Since docling 1.16.0: You can control which TableFormer mode you want to use. Choose between `TableFormerMode.FAST` (default) and `TableFormerMode.ACCURATE` (better, but slower) to receive better quality with difficult table structures.

```python
from docling.datamodel.pipeline_options import PipelineOptions, TableFormerMode

pipeline_options = PipelineOptions(do_table_structure=True)
pipeline_options.table_structure_options.mode = TableFormerMode.ACCURATE  # use more accurate TableFormer model

doc_converter = DocumentConverter(
    artifacts_path=artifacts_path,
    pipeline_options=pipeline_options,
)
```

### Impose limits on the document size

You can limit the file size and number of pages which should be allowed to process per document:
```python
conv_input = DocumentConversionInput.from_paths(
    paths=[Path("./test/data/2206.01062.pdf")],
    limits=DocumentLimits(max_num_pages=100, max_file_size=20971520)
)
```

### Convert from binary PDF streams

You can convert PDFs from a binary stream instead of from the filesystem as follows:
```python
buf = BytesIO(your_binary_stream)
docs = [DocumentStream(filename="my_doc.pdf", stream=buf)]
conv_input = DocumentConversionInput.from_streams(docs)
results = doc_converter.convert(conv_input)
```
### Limit resource usage

You can limit the CPU threads used by Docling by setting the environment variable `OMP_NUM_THREADS` accordingly.
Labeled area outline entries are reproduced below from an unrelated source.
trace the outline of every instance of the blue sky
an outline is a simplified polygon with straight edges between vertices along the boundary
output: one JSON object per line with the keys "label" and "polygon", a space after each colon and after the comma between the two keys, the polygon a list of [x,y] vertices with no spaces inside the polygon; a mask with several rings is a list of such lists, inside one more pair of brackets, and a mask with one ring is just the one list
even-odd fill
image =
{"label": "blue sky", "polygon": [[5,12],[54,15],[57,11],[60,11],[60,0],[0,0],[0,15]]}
The default setting is using 4 CPU threads.

### Chunking

You can perform a hierarchy-aware chunking of a Docling document as follows:

```python
from docling.document_converter import DocumentConverter
from docling_core.transforms.chunker import HierarchicalChunker

doc = DocumentConverter().convert_single("https://arxiv.org/pdf/2206.01062").output
chunks = list(HierarchicalChunker().chunk(doc))
print(chunks[0])
# ChunkWithMetadata(
#     path='#/main-text/1',
#     text='DocLayNet: A Large Human-Annotated Dataset [...]',
#     page=1,
#     bbox=[107.30, 672.38, 505.19, 709.08],
#     [...]
# )
```


## Technical report

For more details on Docling's inner workings, check out the [Docling Technical Report](https://arxiv.org/abs/2408.09869).

## Contributing

Please read [Contributing to Docling](https://github.com/DS4SD/docling/blob/main/CONTRIBUTING.md) for details.


## References

If you use Docling in your projects, please consider citing the following:

```bib
@techreport{Docling,
  author = {Deep Search Team},
  month = {8},
  title = {Docling Technical Report},
  url = {https://arxiv.org/abs/2408.09869},
  eprint = {2408.09869},
  doi = {10.48550/arXiv.2408.09869},
  version = {1.0.0},
  year = {2024}
}
```

## License

The Docling codebase is under MIT license.
For individual model usage, please refer to the model licenses found in the original packages.